Saturday, 5 September 2015

Charging banks for deposit insurance.

George Osborne's latest stroke of genius is to have banks pay for deposit insurance via increased profits tax on banks: that is, banks pay a higher rate of corporation tax than non-bank corporations.

Now normally with insurance policies, you pay an annual premium every year, REGARDLESS of whether you make a profit or not, and quite right. For example, the insurance firms that insure bank buildings against fire do not abstain from collecting premiums just because banks haven’t made a profit recently.

Indeed, in the case of deposit insurance and so on in the case of banks it’s PRECISELY banks which make losses which are the biggest risks. Thus if anything, they ought to pay larger premiums.

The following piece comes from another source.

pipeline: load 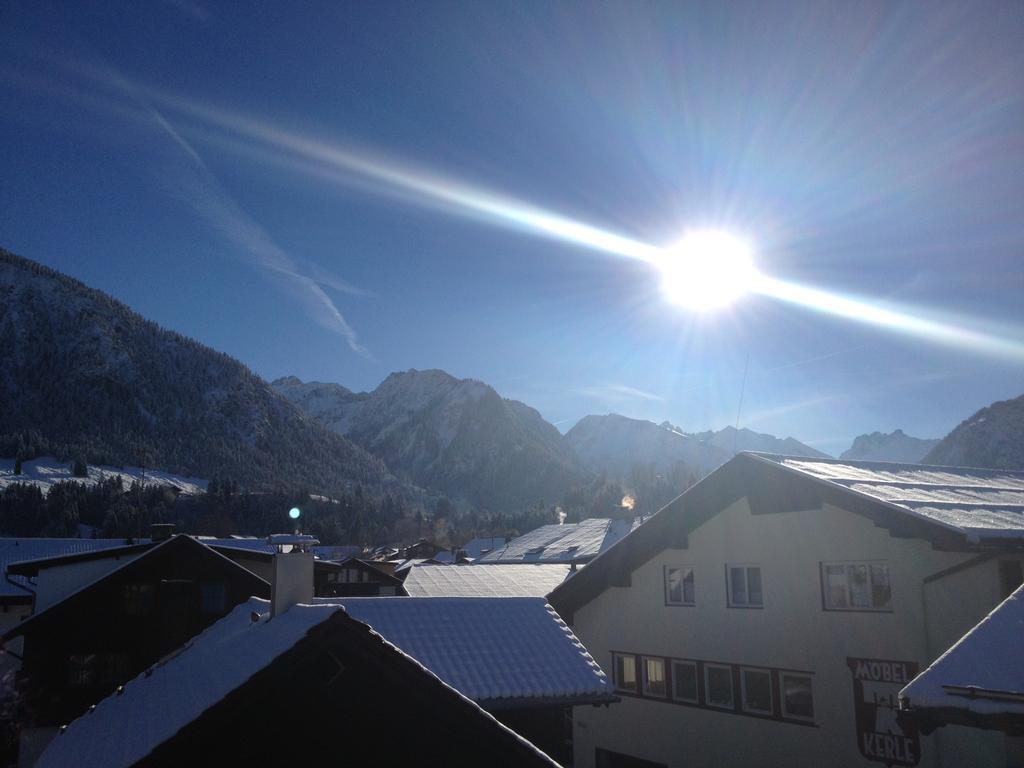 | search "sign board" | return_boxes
[846,657,921,766]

But of course that would tend to drive weaker banks to the wall more quickly, and if there’s one thing Britain’s elite doesn’t want, it’s any disturbance of the status quo. Wall paper must under no circumstances be removed where cracks have been papered over.

In fact it shouldn’t be difficult to close down a bank and have a stronger bank take over the assets and liabilities of the failed bank. In the US, small banks fail at the rate of at least one a month. The FDIC moves in, closes it down, and has some other bank take over assets and liabilities. No problem.

As Walter Bagehot put it: “…any aid to a present bad bank is the surest mode of preventing the establishment of a future good bank.”